Last year, University of Toronto philosophy professor Joseph Heath published Enlightenment 2.0, a book that considers the intersection between the way we think--or more importantly, perhaps, the way we manage to avoid thinking--and the new media environment in which our civic and political lives unfold. He quotes Joseph Goebbels, Nazi minister of propaganda and devoted follower of Hitler, on two occasions, both with respect to successful propaganda. Success goes to "the man who is able to reduce problems to the simplest terms and who has the courage to keep forever repeating them in this simplified form, despite the objections of the intellectuals" (Heath 239). Intellectuals, Heath notes, are defined by their belief in evidence and careful reasoning; an intellectual is "a person who thinks that beliefs should be assessed on their merits" (Heath 192). But if that repeated message resonates, the public will begin to feel that it is intuitively right, and the minute we bring intuition into our decision-making process, we have turned out reason's lights. Intuition has no capability for meta-cognition, for questioning its own beliefs or conclusions, largely because intuitions are emotional, not rational.
Goebbels was, in a way, one of the first people to practice branding.
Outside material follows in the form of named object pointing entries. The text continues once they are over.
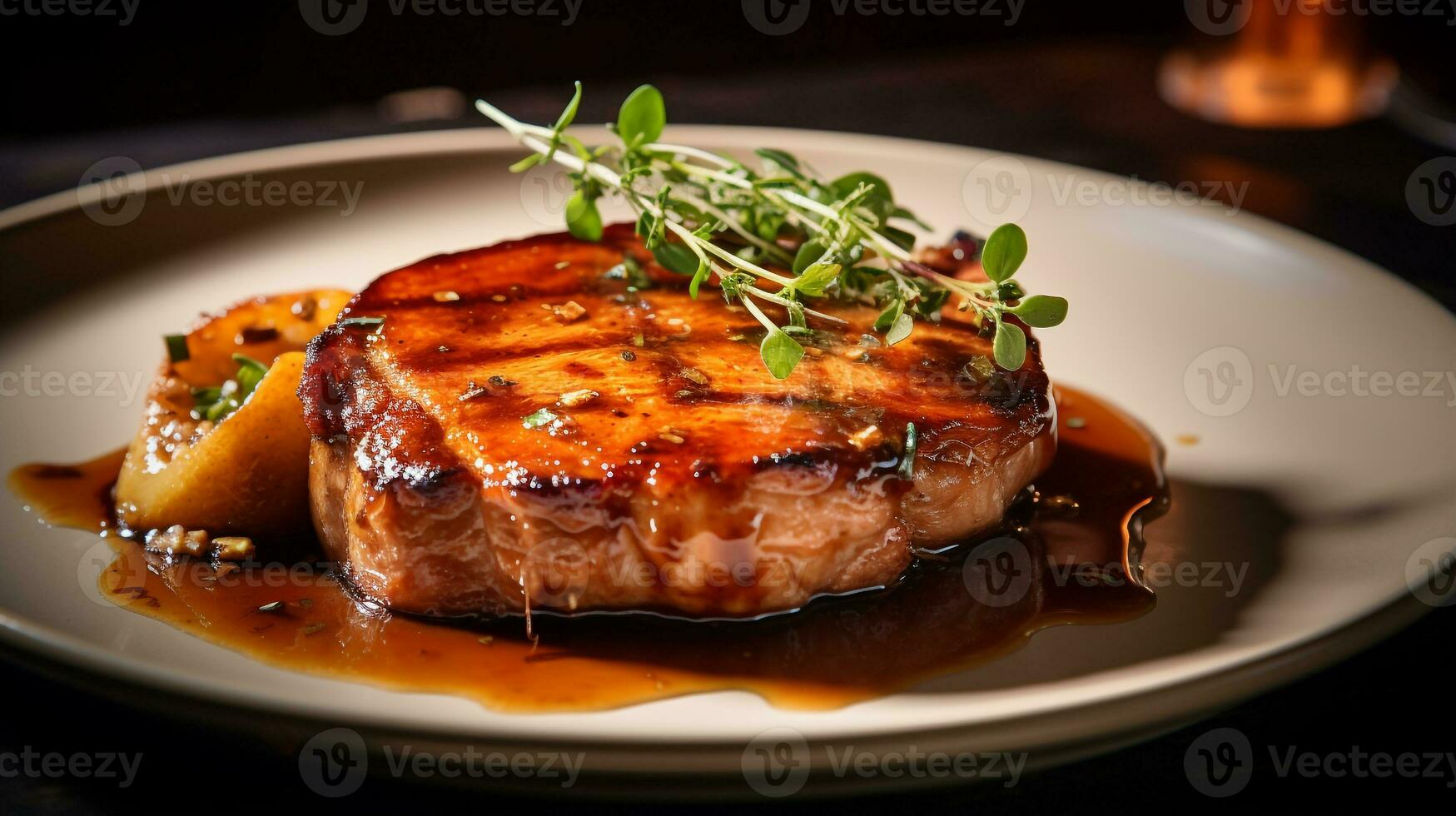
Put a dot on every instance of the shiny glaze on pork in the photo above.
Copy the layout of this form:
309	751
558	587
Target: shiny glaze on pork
672	471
In the 24-hour media universe, a small phrase or an image becomes, through repetition, both the way we tell its adherent from the other guys out there, and a statement about the way things should be. In a world where we are bombarded with stimuli and information, these simple statements come as a relief, and other concerns become irrelevant. "Justin Trudeau will run deficits." "The NDP doesn't understand business." "We need to keep Canadians safe from terrorism."
While all parties use such stock phrases, it's the Conservatives who have been most expert. "Just not ready" is the meme that is supposed to stick in our heads when we enter the voting booth--and handily, the "just" echoes "Justin." Fortunately, the other parties have played with this tactic--including the comment about the "great hair."
But nowhere is this tactic more insidious than the the Conservatives' opposition to the wearing of the niqab at citizenship ceremonies. I'm with Calgary's Mayor, Naheed Nenshi, a Shia Ismaili: "I don't like the niqab," he told Wendy Mesley. Nor to I, but I am also the first person to admit that I don't understand why women wear it, and I can't possibly know any woman's individual reasons for doing so. What I'd like to have happen is for her to thrive in a free society long enough that change might just unfold, perhaps not for her, but for her daughters. Kwame Anthony Appia, a Princeton philosopher, wrote in his insightful book Cosmopolitanism: Ethics in a World of Strangers, that the most ethical and effective way to make cultural change is to tell stories, to simply talk to one another, without judging or forcing people to conform to arbitrary rules.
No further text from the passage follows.